Im Gespräch mit Lanz behauptete Chrupalla nun, das ZDF habe gegenüber Ermittlern Videomaterial von jenem Tag im Oktober zurückgehalten:
Diese Vorwürfe sind nicht korrekt. Das ZDF hat den Ermittlungsbehörden das verfügbare Filmmaterial von der AfD-Veranstaltung vollständig zur Verfügung gestellt. Das belegt der Email-Verkehr mit den Ermittlern.
Ein Kriminalhauptkommissar der Polizeiinspektion Ingolstadt hatte das ZDF am 5. Oktober um Videomaterial gebeten, "auf welchem die Ankunft und die Begrüßung des Hr. Chrupalla zu sehen ist". Am selben Nachmittag antwortete eine ZDF-Redakteurin, dass "das gewünschte Material für Sie herausgesucht und eben auf Ihrem Portal hochgeladen" wurde. Die Polizei arbeitet mit Uploadportalen, bei denen etwa Fotos und Videos hochgeladen werden können.
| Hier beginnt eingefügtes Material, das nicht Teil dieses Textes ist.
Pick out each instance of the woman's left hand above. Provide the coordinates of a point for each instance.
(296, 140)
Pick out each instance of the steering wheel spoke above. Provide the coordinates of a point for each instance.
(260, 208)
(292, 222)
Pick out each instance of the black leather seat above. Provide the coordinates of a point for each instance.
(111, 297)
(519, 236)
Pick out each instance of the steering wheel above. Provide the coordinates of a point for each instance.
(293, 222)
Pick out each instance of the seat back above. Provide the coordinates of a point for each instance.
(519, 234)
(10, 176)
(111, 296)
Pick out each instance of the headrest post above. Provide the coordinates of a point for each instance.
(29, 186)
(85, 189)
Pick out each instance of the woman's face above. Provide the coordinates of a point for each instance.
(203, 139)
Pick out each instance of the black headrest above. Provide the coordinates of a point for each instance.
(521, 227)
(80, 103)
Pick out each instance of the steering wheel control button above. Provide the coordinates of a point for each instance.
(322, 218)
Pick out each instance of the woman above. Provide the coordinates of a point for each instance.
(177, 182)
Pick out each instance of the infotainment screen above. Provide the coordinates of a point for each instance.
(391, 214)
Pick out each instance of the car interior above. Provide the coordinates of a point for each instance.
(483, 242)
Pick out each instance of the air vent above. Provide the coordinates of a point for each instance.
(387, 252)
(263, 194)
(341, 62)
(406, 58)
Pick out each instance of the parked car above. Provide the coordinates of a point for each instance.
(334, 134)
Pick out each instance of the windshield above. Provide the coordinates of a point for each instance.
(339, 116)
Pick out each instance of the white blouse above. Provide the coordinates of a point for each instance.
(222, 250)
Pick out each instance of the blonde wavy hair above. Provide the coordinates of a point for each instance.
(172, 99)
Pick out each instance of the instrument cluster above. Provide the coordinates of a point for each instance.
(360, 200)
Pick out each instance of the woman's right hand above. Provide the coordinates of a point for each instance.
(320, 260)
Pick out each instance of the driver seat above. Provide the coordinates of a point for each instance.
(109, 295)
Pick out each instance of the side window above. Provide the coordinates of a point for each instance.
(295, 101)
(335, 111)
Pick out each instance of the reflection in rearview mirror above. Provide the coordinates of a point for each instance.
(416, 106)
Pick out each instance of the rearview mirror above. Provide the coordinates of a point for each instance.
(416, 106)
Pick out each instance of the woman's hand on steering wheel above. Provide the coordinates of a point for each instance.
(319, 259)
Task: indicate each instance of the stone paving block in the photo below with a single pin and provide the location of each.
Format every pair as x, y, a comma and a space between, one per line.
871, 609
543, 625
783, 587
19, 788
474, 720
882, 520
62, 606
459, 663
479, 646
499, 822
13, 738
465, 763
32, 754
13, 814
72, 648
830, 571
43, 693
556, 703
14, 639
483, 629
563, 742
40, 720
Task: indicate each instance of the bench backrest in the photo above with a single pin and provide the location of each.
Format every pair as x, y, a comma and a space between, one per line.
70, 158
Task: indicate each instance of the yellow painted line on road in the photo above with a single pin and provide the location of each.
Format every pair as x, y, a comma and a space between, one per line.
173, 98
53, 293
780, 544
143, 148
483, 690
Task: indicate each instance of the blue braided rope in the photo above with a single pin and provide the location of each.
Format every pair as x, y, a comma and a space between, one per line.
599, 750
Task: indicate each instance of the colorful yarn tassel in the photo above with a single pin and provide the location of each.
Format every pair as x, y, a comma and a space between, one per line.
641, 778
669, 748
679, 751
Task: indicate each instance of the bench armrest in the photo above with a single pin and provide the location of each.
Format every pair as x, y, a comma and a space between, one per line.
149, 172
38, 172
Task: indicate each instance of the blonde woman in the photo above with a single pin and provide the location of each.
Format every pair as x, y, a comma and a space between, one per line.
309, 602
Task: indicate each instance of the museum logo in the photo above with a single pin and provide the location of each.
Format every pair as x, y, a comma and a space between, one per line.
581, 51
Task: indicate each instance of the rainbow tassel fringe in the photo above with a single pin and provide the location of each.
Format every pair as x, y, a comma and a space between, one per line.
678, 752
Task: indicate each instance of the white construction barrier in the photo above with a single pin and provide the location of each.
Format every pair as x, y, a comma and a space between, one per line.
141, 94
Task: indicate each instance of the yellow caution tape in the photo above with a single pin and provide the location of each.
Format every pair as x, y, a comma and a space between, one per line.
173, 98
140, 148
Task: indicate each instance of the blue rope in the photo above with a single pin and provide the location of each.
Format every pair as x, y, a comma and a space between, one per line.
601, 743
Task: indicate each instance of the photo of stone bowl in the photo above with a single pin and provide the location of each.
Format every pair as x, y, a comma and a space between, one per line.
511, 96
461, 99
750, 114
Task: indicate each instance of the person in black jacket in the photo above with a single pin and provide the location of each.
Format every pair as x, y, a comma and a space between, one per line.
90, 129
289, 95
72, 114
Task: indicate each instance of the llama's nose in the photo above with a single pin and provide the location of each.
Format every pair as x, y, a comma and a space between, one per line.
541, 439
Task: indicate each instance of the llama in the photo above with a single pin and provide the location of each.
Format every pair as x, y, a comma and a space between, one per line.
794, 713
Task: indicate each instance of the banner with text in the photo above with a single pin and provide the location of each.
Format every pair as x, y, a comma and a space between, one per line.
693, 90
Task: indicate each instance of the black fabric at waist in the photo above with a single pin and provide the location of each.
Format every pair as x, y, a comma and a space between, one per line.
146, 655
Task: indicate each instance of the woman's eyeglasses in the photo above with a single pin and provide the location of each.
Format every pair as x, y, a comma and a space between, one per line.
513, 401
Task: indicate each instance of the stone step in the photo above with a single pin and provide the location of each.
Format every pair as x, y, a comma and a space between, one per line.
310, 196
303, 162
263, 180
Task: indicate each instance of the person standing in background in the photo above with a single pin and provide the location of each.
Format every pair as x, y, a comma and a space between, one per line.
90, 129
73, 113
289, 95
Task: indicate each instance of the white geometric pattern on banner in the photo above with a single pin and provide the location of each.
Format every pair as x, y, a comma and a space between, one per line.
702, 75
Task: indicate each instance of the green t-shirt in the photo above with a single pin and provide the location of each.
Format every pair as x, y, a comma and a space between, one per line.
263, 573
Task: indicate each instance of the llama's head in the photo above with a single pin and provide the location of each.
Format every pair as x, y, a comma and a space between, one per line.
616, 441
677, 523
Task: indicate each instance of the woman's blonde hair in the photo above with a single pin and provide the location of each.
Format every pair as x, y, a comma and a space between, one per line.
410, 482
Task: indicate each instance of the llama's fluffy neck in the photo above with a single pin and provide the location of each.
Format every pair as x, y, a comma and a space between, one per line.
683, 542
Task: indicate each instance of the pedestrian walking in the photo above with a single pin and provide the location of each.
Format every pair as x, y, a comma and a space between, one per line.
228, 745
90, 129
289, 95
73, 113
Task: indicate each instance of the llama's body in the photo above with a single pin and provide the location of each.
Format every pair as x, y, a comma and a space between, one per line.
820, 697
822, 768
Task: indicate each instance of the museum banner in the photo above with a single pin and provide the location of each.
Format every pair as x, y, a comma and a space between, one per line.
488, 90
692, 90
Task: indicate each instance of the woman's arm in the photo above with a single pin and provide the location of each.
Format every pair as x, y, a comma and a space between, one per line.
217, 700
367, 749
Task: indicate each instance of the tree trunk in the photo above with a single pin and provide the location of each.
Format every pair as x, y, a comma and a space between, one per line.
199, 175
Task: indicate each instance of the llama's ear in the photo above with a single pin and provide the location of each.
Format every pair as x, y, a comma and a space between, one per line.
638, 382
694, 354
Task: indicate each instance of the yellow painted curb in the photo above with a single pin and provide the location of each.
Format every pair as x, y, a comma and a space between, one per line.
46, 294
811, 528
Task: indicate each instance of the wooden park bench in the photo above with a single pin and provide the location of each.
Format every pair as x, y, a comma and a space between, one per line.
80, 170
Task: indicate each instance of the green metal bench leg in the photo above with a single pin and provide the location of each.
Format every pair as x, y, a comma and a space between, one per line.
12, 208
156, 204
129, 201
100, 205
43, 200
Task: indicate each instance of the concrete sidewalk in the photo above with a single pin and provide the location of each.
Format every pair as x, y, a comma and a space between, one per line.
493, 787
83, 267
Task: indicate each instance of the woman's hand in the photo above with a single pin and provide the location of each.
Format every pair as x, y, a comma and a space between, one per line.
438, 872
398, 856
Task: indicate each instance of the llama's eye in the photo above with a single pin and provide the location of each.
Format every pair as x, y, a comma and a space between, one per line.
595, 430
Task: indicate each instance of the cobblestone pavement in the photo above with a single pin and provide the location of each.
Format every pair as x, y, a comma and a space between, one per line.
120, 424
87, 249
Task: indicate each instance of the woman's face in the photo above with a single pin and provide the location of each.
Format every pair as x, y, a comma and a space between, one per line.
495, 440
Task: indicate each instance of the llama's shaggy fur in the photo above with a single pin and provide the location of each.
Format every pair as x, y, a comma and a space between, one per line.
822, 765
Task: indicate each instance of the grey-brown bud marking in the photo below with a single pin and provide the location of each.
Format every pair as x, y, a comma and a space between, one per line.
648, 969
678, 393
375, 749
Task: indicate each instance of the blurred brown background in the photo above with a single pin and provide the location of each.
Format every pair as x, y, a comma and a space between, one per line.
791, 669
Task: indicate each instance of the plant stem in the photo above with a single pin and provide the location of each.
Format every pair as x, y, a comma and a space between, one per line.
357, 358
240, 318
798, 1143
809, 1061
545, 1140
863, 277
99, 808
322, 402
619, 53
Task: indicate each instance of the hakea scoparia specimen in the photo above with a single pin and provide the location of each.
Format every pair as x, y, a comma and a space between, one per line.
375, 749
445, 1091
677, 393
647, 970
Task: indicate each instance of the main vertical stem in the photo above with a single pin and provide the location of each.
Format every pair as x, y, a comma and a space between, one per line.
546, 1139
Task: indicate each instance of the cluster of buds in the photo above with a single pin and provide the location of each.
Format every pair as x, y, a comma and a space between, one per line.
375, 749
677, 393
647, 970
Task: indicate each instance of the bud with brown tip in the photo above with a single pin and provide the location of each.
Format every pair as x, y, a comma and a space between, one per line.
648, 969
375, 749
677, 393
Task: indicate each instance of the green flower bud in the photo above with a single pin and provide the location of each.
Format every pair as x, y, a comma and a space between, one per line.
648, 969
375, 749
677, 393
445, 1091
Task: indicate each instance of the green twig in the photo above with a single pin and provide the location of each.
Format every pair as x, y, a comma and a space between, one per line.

Die Polizei fragte daraufhin das gesamte Material des Drehs an. Auch dem kam das ZDF nach und übermittelte am 6. Oktober den gesamten Dreh der AfD-Veranstaltung. Dort fehlte eine Sequenz von etwa vier Sekunden, weil sie für die aktuelle Berichterstattung abgeklammert worden war - allerdings lag sie der Polizei bereits im ersten Chrupalla-Material vor. Auf erneute Nachfrage der Polizei vom 11. Oktober übermittelte das ZDF-Landesstudio Bayern noch einmal das gesamte Material - insgesamt etwa 21 Minuten.
Ein Kriminalhauptkommissar antwortete daraufhin am 11. Oktober:
Nach den Vorwürfen durch Tino Chrupalla hat das ZDF erneut bei der zuständigen Kriminalpolizei nachgefragt - demnach sind keine Anfragen offen.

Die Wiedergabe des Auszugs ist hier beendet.